Classroom Exercise 14

The Business Case for Clouds

Spring 2011

In class we have explored the business case for clouds as a way of exploiting economy of scale and reassigning risks. Let's explore that in more detail.

- In lecture, I claimed that the number of machines needed in the
cloud scales (roughly) linearly with the number of clients. What
determines how fast the number of machines has to grow to meet expectations?
*Answer:*There are several determining factors, including- the total amount of disk required in the core.
- response-time requirements on the edge.

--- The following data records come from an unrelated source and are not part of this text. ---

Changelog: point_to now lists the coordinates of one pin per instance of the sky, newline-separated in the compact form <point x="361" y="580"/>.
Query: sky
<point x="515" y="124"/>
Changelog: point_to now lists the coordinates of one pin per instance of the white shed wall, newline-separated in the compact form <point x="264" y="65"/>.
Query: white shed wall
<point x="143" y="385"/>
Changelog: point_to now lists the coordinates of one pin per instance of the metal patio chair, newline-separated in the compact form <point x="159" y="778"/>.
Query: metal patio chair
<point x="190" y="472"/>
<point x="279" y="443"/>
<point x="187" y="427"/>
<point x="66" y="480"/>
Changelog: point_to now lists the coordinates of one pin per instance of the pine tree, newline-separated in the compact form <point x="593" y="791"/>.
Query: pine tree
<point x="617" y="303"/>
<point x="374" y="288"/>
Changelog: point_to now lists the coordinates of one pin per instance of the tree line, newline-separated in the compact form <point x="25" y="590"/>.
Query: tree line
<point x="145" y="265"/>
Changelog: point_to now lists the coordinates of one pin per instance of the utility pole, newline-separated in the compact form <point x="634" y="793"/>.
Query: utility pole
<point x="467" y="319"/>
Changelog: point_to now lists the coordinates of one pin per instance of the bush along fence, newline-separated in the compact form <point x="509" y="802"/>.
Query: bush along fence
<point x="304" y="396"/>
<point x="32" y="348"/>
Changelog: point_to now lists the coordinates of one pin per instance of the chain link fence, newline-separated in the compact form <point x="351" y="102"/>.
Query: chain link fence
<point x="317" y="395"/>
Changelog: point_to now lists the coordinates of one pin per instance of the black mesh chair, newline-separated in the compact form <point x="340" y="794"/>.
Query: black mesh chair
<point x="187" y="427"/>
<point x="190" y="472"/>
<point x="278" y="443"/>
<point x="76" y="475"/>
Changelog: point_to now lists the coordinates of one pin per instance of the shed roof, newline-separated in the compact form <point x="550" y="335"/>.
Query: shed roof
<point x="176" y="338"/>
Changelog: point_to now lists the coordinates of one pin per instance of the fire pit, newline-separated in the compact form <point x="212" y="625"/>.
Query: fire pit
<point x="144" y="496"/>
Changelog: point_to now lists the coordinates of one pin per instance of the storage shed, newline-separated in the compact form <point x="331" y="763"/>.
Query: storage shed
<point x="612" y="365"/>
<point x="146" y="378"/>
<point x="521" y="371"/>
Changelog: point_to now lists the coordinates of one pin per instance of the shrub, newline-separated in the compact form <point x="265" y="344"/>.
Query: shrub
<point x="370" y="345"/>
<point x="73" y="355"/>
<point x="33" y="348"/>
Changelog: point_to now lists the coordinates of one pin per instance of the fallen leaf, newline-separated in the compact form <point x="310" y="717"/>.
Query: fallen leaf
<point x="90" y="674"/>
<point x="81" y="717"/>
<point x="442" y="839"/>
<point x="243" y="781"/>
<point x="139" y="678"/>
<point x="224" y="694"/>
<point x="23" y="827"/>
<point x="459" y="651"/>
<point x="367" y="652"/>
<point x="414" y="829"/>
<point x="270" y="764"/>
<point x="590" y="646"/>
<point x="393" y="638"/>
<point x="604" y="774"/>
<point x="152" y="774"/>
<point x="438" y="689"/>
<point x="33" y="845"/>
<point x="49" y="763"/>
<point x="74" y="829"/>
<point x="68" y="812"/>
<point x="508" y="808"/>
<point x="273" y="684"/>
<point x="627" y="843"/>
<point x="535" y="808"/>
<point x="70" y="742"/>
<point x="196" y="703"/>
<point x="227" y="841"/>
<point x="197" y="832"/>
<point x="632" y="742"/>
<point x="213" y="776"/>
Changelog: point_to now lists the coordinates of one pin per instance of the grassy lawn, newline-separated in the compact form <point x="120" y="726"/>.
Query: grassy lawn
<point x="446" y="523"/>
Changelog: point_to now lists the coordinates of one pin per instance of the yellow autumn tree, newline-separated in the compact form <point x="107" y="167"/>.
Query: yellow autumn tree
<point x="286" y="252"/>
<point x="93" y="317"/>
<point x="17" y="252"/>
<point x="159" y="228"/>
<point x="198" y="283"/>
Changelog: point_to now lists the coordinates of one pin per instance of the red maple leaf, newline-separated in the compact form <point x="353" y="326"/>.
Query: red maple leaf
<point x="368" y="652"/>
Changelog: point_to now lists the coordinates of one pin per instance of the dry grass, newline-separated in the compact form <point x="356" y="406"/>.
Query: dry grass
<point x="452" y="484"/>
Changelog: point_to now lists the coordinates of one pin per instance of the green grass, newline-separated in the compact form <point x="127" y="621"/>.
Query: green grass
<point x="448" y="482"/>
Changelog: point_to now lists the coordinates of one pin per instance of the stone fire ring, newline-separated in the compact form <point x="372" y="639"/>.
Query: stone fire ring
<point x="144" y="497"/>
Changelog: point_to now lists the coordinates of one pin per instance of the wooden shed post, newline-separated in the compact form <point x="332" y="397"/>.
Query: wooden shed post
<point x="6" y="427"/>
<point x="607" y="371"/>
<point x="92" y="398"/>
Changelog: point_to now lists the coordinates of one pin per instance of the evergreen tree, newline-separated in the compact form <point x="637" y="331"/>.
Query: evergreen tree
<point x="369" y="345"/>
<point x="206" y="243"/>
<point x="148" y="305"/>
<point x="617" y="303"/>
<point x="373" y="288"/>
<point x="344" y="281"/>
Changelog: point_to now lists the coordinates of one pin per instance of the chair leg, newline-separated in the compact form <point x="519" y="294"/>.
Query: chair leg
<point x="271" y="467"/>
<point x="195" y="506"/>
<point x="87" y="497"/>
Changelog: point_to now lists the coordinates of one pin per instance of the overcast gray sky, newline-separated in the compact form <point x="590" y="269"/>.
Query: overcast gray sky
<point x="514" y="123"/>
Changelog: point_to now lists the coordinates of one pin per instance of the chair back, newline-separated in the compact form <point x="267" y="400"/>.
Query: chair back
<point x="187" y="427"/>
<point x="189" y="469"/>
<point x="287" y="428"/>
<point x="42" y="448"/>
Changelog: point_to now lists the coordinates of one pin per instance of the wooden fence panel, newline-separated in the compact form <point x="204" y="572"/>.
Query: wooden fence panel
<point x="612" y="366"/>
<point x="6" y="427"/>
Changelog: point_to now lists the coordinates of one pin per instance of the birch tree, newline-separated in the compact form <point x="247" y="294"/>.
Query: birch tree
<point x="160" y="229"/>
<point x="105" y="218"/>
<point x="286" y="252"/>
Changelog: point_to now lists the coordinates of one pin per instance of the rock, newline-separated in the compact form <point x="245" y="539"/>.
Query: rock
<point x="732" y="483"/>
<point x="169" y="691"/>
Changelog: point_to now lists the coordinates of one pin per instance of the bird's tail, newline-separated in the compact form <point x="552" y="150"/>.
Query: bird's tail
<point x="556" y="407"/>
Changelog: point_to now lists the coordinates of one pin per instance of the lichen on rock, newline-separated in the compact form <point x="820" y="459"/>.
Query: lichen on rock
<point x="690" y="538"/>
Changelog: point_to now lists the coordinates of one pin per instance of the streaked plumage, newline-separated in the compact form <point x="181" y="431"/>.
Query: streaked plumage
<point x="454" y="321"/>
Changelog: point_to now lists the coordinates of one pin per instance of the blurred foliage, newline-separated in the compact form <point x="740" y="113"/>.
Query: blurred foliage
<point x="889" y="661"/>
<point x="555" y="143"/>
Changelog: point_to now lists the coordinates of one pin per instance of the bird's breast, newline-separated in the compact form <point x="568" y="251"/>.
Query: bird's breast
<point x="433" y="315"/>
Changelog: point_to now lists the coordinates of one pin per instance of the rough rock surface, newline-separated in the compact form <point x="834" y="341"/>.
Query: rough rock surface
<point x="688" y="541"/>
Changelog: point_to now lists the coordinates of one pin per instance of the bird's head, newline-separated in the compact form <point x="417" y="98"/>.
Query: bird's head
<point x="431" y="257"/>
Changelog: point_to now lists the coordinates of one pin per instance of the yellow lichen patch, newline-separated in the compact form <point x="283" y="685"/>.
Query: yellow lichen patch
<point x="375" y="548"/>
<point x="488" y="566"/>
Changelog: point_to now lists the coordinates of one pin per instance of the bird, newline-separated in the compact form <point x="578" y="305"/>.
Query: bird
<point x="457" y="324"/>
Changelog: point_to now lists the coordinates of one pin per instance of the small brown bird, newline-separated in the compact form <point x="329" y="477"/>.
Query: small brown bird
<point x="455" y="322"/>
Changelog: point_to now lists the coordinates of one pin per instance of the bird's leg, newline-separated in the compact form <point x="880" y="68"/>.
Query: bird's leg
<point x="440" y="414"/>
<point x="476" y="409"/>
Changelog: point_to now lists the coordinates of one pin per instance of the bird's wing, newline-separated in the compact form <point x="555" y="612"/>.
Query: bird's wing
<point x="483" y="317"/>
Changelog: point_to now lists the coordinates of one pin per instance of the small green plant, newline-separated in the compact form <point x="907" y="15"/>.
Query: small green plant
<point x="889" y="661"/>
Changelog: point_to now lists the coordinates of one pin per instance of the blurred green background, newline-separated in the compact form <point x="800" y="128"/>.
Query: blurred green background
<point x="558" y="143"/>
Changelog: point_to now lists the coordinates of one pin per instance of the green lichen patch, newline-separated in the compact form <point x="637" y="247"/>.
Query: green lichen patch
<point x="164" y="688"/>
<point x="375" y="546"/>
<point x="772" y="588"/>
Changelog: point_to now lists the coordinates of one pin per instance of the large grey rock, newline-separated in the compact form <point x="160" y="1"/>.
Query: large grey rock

- I claimed that the number of staff necessary to run a cloud grows
sub-linearly with the number of clients, i.e., it exhibits less than
linear growth. Why does that happen?
*Answer:*It doesn't take 1000 people to manage 1000 machines; in fact, about 5 people can do the job! The only reason one needs more people is when the probability of a hardware failure exceeds the size of the staff. Thus one might need five more people for the next 1000 servers. - You have 1000 employees each making an average of $60,000 a year
doing data entry. What is the approximate cost to you of an hour of downtime?
*Answer:*Cost of downtime = hours of downtime * average lost work/hour. As a rough calculation, each employee works 40 hours a week, so that their wage per hour = $60,000 / (52 weeks/year) / (40 hours/week) = about $29 /hour. So the cost of one hour of downtime when they are all working is $29,000. - At the peak sales hour of the day, about 1000 customers come to
your website. Of these, about 20% buy something, and the average purchase
is $20. What is the cost of an hour of downtime at the peak hour of the day?
*Answer:*The expected purchases = $20 * 20% of 1000 = $4000. - (Advanced) Suppose that I have a response-time SLA that requires
response within one second, and I rewrite the SLA so that
it is probabilistic rather than absolute, so that it says "99% of the time, the
response time should be under 1 second", and "the remaining 1% of the
time, the response time should be under 10 seconds". Does this change
power requirements for satisfying the SLA? Why?
*Answer:*There is a profound effect of the rewriting. Remember that the response time for swinging a server determines how fast we must respond, and means we must over-provision to meet demand. If we can be wrong 1% of the time, that means that we can leave servers powered down longer, because we don't have to always meet demand. This means they will take less power, and we won't have to over-provision as much to meet demand.